Hi: Thank you for your help! So, based on my understanding for these codes. in python

func(a,b,c)

will call this

void operator() (TVMArgs args,
                TVMRetValue* rv,
                void** void_args) const

And grid_dim, block_dim are inferred from TVMArgs args( a and b )in this case by

ThreadWorkLoad wl = thread_axis_cfg_.Extract(args);

And we can not manually set grid_dim, block_dim. Am I correct?

Thank you very much!

masahi · April 1, 2020, 10:17pm

Correct. You can tweak the schedule to change the launch config, but as a user you shouldn’t care about the exact size of grid/block.

If you really want the best perf, use autotvm to tune your schedule, and the resulting grid/block size is optimal based on real measurament.

sunlex0717 · April 2, 2020, 8:28am

Hi:

Thanks for you answer. I will check autotvm to see how it tunes grid/block. Because based on experience, grid/block dims will affect performance.

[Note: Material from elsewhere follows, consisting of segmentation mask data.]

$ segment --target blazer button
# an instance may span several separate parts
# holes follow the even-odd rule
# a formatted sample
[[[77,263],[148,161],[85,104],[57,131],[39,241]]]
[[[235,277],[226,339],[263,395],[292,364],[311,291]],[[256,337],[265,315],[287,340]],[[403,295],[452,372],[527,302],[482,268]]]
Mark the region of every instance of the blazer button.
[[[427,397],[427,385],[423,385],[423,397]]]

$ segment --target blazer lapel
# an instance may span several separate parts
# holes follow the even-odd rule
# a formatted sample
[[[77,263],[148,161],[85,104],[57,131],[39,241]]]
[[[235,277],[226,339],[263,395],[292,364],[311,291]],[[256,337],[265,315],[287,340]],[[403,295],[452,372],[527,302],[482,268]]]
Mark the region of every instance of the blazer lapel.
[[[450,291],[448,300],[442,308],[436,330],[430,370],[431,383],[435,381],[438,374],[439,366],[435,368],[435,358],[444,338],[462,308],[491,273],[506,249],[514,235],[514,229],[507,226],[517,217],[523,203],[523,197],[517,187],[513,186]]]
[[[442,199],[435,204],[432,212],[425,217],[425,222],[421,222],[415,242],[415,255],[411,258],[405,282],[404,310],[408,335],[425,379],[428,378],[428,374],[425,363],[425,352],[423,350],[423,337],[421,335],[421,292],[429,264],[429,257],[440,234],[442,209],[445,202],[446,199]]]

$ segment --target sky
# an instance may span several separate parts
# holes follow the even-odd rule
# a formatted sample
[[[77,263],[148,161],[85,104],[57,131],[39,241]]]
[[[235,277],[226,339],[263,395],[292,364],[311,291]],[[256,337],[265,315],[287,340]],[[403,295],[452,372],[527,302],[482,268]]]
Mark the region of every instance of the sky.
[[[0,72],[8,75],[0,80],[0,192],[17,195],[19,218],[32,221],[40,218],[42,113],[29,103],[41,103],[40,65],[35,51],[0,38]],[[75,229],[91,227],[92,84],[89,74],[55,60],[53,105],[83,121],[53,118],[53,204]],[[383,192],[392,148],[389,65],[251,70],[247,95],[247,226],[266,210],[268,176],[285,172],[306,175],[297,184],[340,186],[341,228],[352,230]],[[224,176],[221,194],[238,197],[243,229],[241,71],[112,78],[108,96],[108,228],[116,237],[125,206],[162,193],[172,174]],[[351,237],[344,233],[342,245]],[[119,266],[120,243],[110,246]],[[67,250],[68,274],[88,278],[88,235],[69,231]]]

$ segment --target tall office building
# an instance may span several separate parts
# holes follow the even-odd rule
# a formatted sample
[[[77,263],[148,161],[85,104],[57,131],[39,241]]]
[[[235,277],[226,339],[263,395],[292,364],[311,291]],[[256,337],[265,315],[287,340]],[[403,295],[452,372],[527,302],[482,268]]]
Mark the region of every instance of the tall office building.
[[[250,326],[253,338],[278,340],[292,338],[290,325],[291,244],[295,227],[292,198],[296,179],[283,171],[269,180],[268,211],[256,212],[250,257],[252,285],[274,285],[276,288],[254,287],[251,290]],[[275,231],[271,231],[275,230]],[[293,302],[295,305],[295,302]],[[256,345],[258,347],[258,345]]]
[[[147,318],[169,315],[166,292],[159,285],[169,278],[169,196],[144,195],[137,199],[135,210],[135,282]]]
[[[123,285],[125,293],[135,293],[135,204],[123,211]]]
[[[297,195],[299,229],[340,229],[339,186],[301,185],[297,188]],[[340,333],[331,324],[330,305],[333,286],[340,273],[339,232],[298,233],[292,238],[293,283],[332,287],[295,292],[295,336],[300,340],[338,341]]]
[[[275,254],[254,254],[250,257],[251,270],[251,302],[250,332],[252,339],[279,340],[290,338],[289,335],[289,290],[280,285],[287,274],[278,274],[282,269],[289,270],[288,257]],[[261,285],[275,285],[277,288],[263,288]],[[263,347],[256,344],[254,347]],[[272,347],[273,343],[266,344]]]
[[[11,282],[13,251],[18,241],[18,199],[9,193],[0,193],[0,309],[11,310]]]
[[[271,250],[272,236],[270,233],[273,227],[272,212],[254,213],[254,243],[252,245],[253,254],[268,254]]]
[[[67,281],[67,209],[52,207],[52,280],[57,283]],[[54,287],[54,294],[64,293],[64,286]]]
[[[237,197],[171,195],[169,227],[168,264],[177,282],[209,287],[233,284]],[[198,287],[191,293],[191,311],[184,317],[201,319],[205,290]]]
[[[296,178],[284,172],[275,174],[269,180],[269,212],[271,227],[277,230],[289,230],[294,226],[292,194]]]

And another question is that, I see there is arg for cuda stream

CUstream strm = static_cast<CUstream>(CUDAThreadEntry::ThreadLocal()->stream);

I didn’t find any documents about cuda streaming supports in TVM, could you give me a hints about how we could use streaming?

Thank you very much!

masahi · April 2, 2020, 9:00am

I don’t know or think if we are exposing CUDA stream abstraction to python frontend. We typically don’t care about cuda stream (we don’t support any concurrency at runtime).

What is your use case?

sunlex0717 · April 2, 2020, 9:18am

Hi:

I am investigating the capability of TVM primitives (CUDA backend). I take CUTLASS as a baseline of highly-optimized CUDA library.

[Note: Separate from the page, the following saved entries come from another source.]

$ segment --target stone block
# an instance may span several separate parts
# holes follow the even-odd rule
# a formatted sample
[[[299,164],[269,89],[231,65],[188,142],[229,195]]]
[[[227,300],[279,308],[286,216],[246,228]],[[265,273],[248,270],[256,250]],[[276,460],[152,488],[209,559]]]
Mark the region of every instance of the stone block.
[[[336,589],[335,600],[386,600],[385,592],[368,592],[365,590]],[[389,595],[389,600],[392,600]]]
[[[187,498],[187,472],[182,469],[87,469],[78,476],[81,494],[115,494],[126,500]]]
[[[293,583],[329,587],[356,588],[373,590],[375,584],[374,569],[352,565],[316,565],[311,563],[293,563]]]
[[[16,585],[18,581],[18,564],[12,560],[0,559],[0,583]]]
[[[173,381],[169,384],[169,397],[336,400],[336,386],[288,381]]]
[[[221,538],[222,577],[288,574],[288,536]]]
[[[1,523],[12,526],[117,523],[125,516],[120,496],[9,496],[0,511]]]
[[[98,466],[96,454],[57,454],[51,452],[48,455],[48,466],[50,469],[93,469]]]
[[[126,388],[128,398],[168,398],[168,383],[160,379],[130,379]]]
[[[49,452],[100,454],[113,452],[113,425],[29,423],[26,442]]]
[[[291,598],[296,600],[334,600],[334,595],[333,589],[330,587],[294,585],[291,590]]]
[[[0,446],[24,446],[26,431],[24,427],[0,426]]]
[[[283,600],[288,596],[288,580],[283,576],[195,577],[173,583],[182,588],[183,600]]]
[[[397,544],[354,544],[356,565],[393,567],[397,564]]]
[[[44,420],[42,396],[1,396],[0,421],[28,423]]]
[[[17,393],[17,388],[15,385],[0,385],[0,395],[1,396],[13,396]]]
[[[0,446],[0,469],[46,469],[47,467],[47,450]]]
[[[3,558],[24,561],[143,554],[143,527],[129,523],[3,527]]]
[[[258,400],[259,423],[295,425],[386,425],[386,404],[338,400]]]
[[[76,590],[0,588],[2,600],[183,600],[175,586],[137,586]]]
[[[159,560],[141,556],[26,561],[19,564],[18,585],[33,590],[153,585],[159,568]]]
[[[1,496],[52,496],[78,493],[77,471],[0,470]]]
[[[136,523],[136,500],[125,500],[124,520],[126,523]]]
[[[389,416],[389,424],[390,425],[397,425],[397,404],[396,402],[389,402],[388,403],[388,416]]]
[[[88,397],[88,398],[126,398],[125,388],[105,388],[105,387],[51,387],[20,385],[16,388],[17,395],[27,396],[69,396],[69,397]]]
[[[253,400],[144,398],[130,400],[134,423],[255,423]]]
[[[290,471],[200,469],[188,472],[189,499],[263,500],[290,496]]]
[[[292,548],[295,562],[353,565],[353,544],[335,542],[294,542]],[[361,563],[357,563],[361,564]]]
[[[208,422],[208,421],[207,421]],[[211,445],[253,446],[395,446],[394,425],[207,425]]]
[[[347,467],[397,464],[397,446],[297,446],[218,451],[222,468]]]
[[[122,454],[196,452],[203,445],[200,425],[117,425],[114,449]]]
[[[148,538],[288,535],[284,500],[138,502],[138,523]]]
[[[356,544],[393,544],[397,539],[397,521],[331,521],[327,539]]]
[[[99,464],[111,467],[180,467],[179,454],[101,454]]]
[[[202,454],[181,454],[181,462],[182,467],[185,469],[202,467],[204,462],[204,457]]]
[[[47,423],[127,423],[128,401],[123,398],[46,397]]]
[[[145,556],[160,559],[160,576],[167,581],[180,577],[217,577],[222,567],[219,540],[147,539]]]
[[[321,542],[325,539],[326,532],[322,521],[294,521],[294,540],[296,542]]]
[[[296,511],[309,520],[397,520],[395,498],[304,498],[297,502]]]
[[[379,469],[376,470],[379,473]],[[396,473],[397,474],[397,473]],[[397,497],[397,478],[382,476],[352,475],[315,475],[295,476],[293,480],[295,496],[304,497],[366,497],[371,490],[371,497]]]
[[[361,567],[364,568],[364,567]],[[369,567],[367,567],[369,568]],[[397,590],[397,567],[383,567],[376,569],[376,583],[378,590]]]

I think most of optimization techniques used in CUTLASS like tiling, shared_mem management are supported by TVM primitives.

Streaming is also an important optimization technique I think, but I did not find this property in TVM (python frond-end ). So I am wondering how can we use streaming in TVM stack. I think streaming is an important property for CUDA backend.

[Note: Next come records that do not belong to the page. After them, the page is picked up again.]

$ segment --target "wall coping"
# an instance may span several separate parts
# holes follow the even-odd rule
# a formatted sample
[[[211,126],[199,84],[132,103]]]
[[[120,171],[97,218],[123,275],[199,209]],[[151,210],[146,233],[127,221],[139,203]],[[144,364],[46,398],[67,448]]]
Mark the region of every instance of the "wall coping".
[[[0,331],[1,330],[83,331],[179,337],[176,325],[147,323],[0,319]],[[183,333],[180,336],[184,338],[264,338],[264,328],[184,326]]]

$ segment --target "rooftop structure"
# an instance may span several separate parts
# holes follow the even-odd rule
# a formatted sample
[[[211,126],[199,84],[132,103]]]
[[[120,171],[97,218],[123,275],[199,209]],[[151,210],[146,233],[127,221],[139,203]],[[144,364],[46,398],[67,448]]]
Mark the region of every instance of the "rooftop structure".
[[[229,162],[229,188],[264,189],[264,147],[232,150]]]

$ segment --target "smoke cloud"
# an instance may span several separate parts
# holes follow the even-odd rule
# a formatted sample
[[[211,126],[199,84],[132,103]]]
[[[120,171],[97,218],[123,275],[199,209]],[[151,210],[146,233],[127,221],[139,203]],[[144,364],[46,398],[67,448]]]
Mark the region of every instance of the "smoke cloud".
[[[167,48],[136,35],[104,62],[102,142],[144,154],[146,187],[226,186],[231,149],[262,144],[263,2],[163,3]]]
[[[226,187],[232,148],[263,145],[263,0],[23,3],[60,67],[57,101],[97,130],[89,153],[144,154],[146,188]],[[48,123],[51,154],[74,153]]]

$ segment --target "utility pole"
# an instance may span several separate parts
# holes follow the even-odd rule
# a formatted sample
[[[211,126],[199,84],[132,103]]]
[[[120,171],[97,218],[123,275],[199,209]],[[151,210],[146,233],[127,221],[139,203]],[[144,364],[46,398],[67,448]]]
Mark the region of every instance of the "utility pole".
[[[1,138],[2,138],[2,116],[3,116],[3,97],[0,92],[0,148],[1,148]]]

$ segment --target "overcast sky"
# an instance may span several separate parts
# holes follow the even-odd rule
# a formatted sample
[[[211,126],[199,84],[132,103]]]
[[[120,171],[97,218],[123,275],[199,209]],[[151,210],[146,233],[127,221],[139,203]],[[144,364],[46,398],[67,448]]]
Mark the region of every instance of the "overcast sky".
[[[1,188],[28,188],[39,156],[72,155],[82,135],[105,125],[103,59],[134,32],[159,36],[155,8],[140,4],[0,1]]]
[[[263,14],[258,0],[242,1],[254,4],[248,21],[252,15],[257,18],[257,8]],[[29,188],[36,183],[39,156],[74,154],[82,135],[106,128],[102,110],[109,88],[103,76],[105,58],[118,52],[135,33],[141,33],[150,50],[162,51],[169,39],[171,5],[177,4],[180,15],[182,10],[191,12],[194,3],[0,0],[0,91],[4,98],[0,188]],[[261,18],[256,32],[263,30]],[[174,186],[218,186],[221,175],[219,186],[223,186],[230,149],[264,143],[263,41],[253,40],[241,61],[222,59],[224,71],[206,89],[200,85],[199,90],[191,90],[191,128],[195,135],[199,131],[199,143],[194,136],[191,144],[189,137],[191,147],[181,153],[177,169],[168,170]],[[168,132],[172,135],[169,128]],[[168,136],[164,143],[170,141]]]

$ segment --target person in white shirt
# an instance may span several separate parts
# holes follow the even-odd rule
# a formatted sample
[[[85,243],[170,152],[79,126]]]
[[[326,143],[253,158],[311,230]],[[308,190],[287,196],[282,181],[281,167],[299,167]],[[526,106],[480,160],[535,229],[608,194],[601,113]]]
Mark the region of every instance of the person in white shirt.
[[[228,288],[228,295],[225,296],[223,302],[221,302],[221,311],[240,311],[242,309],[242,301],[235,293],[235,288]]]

minisparrow · January 28, 2022, 12:59pm

from the code we can see griddim and blockdim are extracted from “TVMArgs args”, but how the args are passed from c++ side or python side, I can see the it directly passed from f(args, ret, addr) in pack_args.h file, but when up to upper stack, it will go through the python side. I can’t find where the args originally come from? Does it exist in the host code ir or other code?

masahi · January 28, 2022, 7:47pm

Thread sizes are extracted at https://github.com/apache/tvm/blob/bc505fcf80380bb39f76288c8651d22f873ecea1/src/tir/transforms/split_host_device.cc#L46-L54

split_host_device.cc is the key bridge between compile time and runtime world, so I suggest studying it carefully if you want to know the details.

And you can grep attr::thread_extent to find where AttrStmt with attr::thread_extent attributes is created in python or c++.

malixian · November 9, 2022, 9:40am

Hi, Have you found the source of TVMArgs? I’m also confused where did the grid size and block size come from.

ujay · December 5, 2022, 9:08am

Hi, I’m also confued by this question. Have you found any solution so far?